To estimate the difficulty from this, assign a “difficulty score” to each rule. The simplest heuristics, like (3a) above, get a very low difficulty score; more complicated heuristics involving multiple elements or more subtle patterns get higher scores. The guess-and-backtrack rule (4) gets a score based on the difficulty of checking the consistency of the guess (that is, based on the score of the reasoning needed to rule out each incorrect guess). The total score is the sum of all of the scores of the individual rules used in solving the puzzle.

I generated some interesting puzzles online here, which has a backend of gnome-sudoku (sourceforge link). In the manner of coders everywhere, there seems to be no documentation, but if you RTFS I imagine you could find something out.

Seems like you could also eliminate two numbers being “switched” for example, if the two replaces the seven, and vice versa, it seems to me that that’d be, essentially, the same puzzle. Does anybody know what this is called? I suppose it would work for “rotating” through three symbols, as well.

The “difficulty” level of a sudoku is related to the techniques required to solve.
A sudoku that can be solved by simple row/column/square elimination is easy.
The next solving technique is column/row and cell elimination, where a number in a column/row can only go into a single cell - thus eliminating that number from the rest of the cell.
There are also pair cell eliminations - where two entries in a cell can take the same two numbers - even if other cells could take those numbers, they can be eliminated.
The most complex solving techniques involve looking at three or more cells together - I still cannot get my head around it.
Note that NONE of these techniques involve a guess and backtrack approach. Sudoku can all be solved by logic techniques alone - that is why a unique solution to the puzzle is required.

Go to www.sudokuslam.com - they have a sumo mode that gives help to solve the puzzles, and hints on what to look at next (and an explanation of the technique used to solve the hint).
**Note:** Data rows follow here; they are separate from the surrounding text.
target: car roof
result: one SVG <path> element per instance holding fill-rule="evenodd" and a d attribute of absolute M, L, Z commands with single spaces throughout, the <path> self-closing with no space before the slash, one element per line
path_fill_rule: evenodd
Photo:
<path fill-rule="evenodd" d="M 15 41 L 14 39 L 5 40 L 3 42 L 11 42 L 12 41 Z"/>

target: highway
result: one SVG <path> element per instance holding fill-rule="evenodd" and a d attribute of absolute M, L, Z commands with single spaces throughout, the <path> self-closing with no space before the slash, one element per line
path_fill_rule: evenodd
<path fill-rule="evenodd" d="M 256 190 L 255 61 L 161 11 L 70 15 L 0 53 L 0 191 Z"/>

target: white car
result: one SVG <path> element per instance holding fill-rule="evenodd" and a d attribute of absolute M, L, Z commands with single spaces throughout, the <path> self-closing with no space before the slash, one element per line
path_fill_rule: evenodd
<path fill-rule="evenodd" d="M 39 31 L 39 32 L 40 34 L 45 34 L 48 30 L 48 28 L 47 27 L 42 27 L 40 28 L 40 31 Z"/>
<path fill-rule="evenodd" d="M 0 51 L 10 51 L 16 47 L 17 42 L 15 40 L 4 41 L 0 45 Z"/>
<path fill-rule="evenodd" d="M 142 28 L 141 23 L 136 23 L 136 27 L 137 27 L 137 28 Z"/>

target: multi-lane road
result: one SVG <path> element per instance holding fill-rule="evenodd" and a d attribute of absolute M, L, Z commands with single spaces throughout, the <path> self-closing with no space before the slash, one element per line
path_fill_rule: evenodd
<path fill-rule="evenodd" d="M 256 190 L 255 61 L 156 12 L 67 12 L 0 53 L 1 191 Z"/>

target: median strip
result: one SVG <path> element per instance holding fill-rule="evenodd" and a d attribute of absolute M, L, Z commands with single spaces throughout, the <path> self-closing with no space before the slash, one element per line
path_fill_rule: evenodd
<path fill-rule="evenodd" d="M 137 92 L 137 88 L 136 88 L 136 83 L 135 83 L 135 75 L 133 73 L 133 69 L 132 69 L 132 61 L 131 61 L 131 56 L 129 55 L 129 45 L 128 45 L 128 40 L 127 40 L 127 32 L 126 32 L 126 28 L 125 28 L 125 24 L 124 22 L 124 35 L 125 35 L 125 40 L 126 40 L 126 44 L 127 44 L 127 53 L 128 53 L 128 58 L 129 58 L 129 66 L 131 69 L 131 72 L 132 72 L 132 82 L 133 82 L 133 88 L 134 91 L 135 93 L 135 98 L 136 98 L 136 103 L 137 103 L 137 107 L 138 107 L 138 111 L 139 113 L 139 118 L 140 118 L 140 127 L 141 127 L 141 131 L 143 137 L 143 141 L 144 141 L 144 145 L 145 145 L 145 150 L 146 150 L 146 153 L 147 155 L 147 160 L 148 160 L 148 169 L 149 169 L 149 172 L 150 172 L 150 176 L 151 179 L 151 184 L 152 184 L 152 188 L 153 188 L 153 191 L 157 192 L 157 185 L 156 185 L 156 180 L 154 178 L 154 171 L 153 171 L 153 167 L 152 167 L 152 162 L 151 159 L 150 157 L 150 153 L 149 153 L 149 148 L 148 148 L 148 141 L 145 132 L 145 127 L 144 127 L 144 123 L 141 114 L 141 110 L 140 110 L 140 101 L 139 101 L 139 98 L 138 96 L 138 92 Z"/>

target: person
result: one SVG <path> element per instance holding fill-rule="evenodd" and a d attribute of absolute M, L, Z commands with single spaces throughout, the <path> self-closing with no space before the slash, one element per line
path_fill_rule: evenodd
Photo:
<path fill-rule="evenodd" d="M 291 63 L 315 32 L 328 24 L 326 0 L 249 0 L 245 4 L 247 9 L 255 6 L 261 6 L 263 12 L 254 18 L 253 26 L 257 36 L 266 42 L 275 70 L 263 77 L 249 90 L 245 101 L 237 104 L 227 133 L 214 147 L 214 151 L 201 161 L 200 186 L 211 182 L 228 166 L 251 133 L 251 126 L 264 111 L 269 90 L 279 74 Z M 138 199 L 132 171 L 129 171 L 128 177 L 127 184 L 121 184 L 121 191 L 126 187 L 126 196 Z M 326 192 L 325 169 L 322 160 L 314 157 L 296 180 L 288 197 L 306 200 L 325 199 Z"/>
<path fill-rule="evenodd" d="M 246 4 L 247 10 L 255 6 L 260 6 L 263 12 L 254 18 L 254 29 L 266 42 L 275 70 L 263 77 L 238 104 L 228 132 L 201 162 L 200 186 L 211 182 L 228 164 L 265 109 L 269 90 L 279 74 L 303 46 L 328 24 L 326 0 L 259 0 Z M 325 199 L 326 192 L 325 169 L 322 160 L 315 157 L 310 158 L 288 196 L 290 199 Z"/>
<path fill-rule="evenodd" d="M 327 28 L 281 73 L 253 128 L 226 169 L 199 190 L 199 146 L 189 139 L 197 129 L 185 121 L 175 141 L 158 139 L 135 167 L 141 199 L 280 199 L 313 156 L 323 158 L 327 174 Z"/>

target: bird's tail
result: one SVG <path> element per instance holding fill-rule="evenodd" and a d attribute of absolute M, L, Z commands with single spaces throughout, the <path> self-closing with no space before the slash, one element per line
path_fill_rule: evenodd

It will help you understand the concept of puzzle difficulty.

Si

There’s a nineteen line Sudoku solver written in Object Caml here.
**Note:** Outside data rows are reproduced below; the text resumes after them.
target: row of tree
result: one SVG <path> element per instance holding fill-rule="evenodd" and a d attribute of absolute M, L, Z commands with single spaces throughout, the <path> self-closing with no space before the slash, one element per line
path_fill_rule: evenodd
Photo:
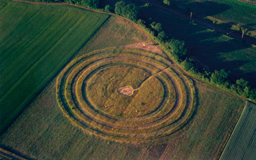
<path fill-rule="evenodd" d="M 230 72 L 226 71 L 224 69 L 215 70 L 212 73 L 200 67 L 199 64 L 194 59 L 188 57 L 187 48 L 183 41 L 172 38 L 164 32 L 161 23 L 151 22 L 151 20 L 139 19 L 137 24 L 151 35 L 184 70 L 204 81 L 215 84 L 222 89 L 256 102 L 256 89 L 252 88 L 248 81 L 243 79 L 232 81 L 230 77 Z"/>
<path fill-rule="evenodd" d="M 64 1 L 93 9 L 97 9 L 99 4 L 99 0 L 32 0 L 47 2 Z M 169 0 L 165 0 L 163 2 L 166 4 L 169 3 Z M 145 6 L 149 6 L 148 4 Z M 140 8 L 136 4 L 127 3 L 125 1 L 121 0 L 116 3 L 114 11 L 108 5 L 106 5 L 104 9 L 97 9 L 108 13 L 113 12 L 114 11 L 116 14 L 136 23 L 151 35 L 166 52 L 186 71 L 195 77 L 256 102 L 256 89 L 252 88 L 247 81 L 243 79 L 231 81 L 230 79 L 230 71 L 226 71 L 224 69 L 215 70 L 214 72 L 211 73 L 199 67 L 199 65 L 194 60 L 187 57 L 188 50 L 185 42 L 172 38 L 170 35 L 166 34 L 160 23 L 153 21 L 151 19 L 138 20 Z"/>

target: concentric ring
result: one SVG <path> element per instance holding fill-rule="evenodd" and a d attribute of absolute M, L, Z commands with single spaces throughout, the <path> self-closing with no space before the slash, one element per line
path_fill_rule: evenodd
<path fill-rule="evenodd" d="M 196 103 L 193 81 L 173 65 L 137 49 L 94 51 L 61 71 L 58 104 L 73 124 L 104 139 L 138 143 L 165 137 L 187 123 Z M 131 96 L 117 92 L 126 85 L 137 88 Z"/>

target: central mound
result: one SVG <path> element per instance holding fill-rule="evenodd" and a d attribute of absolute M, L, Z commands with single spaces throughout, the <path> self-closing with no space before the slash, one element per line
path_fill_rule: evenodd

But you’re testing to see whether it’s solvable by using your algorithm, right? This technique will generate only puzzles that your algorithm already knows how to solve. It would also not be very efficient, because solvers can take a while for difficult situations (at least on my Palm, which, in addition to the newspaper, is where I play them).

I’ve read that for Sudoku puzzles, there is a very simple and fast check to see whether a puzzle has a unique solution. This test doesn’t tell you what the solution is, just whether there is zero, one, or more than one solution.

My Palm seems to generate the puzzles by starting with a random, completed puzzle, then taking away cells (of course, symmetric about the center cell), and seeing if the resulting grid still has only one solution. If it does, it then takes away another pair of cells and checks that. Eventually, it will take away cells that have more than one solution, so it backs up one step, to the last one that had a unique solution, and presents that as the puzzle.